In 2017 Olukotun co-founded SambaNova Systems, a Machine Learning and Artificial Intelligence company, and continues to lead as their Chief Technologist. Prior to SambaNova Systems, Olukotun founded Afara Websystems to develop high- throughput, low-power multi-core processors for server systems. The Afara multi-core processor, called Niagara, was acquired by Sun Microsystems and now powers Oracle’s SPARC-based servers.

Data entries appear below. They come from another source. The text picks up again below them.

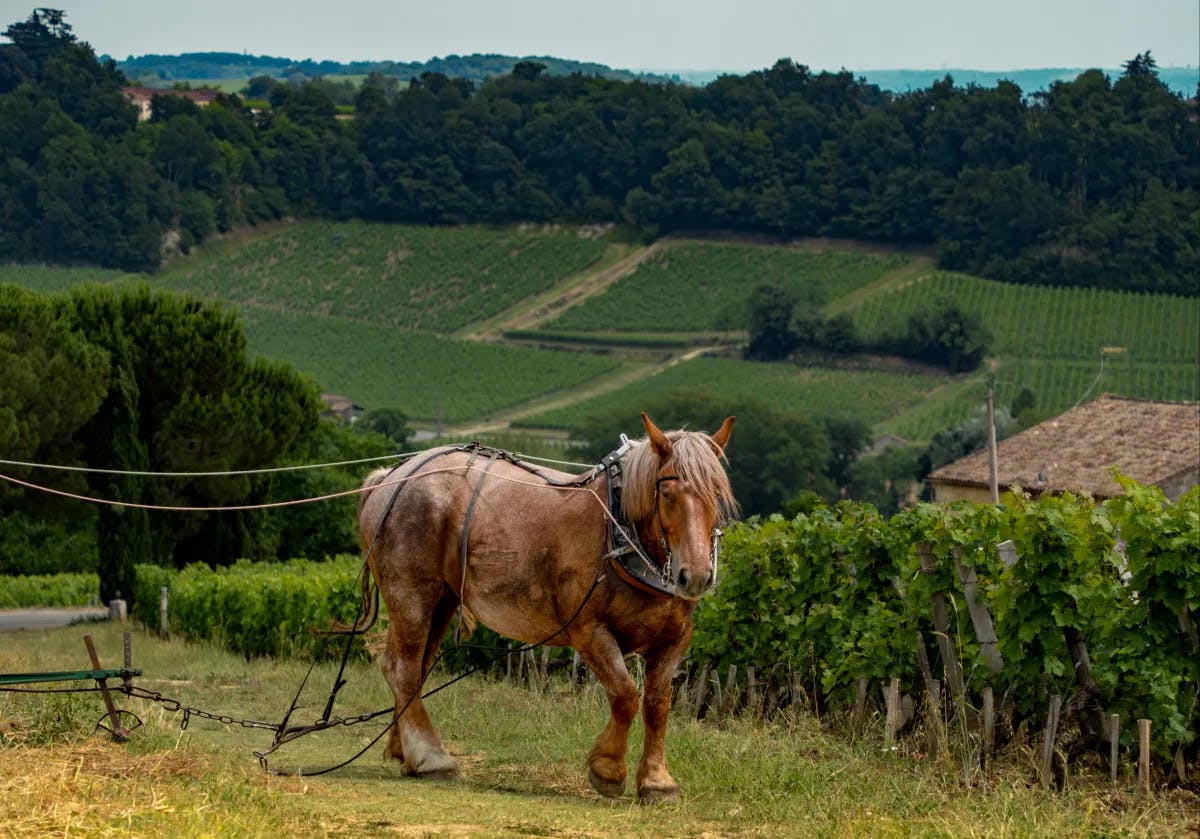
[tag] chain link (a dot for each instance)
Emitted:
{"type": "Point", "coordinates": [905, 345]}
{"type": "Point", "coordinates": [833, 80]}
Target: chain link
{"type": "Point", "coordinates": [174, 706]}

Olukotun is the Director of the Pervasive Parallel Lab and a member of the Data Analytics for What’s Next (DAWN) Lab, developing infrastructure for usable machine learning.
Olukotun is an ACM Fellow and IEEE Fellow for contributions to multiprocessors on a chip and multi-threaded processor design. Olukotun recently won the IEEE Computer Society’s Harry H. Goode Memorial Award and was also elected to the National Academy of Engineering.
Kunle received his Ph.D. in Computer Engineering from The University of Michigan.